Oracle may be righteous vs. SAP, but open sourcers call it the oppressor

OpenJDK supporters claim wide support in opposition to "violations" of rules by Oracle.

By Kevin Fogarty  Add a new comment

An academic-sounding spat between commercial and open-source factions in the Java development community seems to mark a new breach between the priorities of software vendors who support and promote the effort and volunteers who complain they're being pushed aside and all the rules of open development are being violated.

Members of the Apache Software Foundation posted a blog entry yesterday calling on members of the Java community to vote down a proposed new version of the Java developer's kit as a way to thwart malfeasance by Oracle. As owner of Java, Oracle holds the position of Specification Lead in the JCP and ultimate decision-making power over anything but the more basic open-source portions of the language.

"The ASF believes that any specification lead that doesn't follow the JCP rules should not be able to participate as a member in good standing, and we have exercised our votes on JSRs -- our only real power on the JCP -- accordingly," the post read.

Organizations, not individuals, are elected to the JCP Executive Committee. The ACP recently won renewal of its 10-year place on the committee by winning support from 95 percent of the members voting.

It hasn't won much ground with Oracle lately.

In January, soon after the acquisition, CEO Larry Ellison called reports that Sun planned to lay off half of Sun's employees "highly irresponsible."

Oracle announced in June it was taking a charge of $825 million to pay off the acquisition, including $650 million for severance payments, primarily to former Sun workers. Sun laid off 5,000 to 6,000 workers in 2008, and another 3,000 in 2009 -- 10 percent of its workforce -- waiting for the acquisition to be completed.

In July Oracle effectively killed the OpenSolaris version of Sun's OS, though it continued to support the open-source OpenOffice, MySql and VirtualBox.

However, 33 contributors to development of OpenOffice quit the project and joined the competing open-source LibreOffice group because they objected to Oracle's overly commercial management efforts.

Last month IBM, which had been supporting the Project Harmony version of the OpenJDK open-source version of Java that the ASF develops, switched sides to support Oracle after realizing it wouldn't get access to all the test kits and development help it needed to work on its own projects.

IBM's defection was seen as a major blow to the ASF, though it claims to have been redeemed by winning reappointment to its seat on the Executive Committee of the JCP with 95 percent of the vote. that vote, ASF members claim is a mandate from the community to clean up and open-source the Java work Oracle is trying to corrupt.

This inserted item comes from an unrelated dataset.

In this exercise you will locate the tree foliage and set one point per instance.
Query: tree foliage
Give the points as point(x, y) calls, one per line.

The ASF's main gripe comes down to its refusal to accept a version of the compatibility kit Sun (and then Oracle) offered it to work on the Harmony Project -- the next version of the open-source version of core Java functions, the OpenJDK.

The version Sun offered included "field of use" restrictions that limit where software developed with the kit can run and requiring license fees for platforms under restriction.

Field of use restrictions are the basis for Oracle's suit against Google, which developed its own Java virtual machine for its Android OS, though Oracle charges the VM is a copy of Oracle-owned code.

Opposition to that move is much more fragmented than the ASF's complaints, which go back to disagreements with Sun in 2007.

The details are abstruse and the process is bureaucratic, but the overall trend is pretty clear: given the reins of some of the highest-profile open-source projects in the industry, Oracle seems to be riding them hard into commercially restricted zones.

Even if you prefer commercial code to open-source, because there is a definite throat to choke if something goes wrong, Oracle's bullying of the open-source community is just greedy and wrong. It doesn't have to kowtow to sometimes-extravagant claims and demands by open-sourcers, but it does have to abide by the agreements it absorbed along with Sun -- to keep Java open source and support in good faith the efforts of the community to develop it free from commercial exploitation.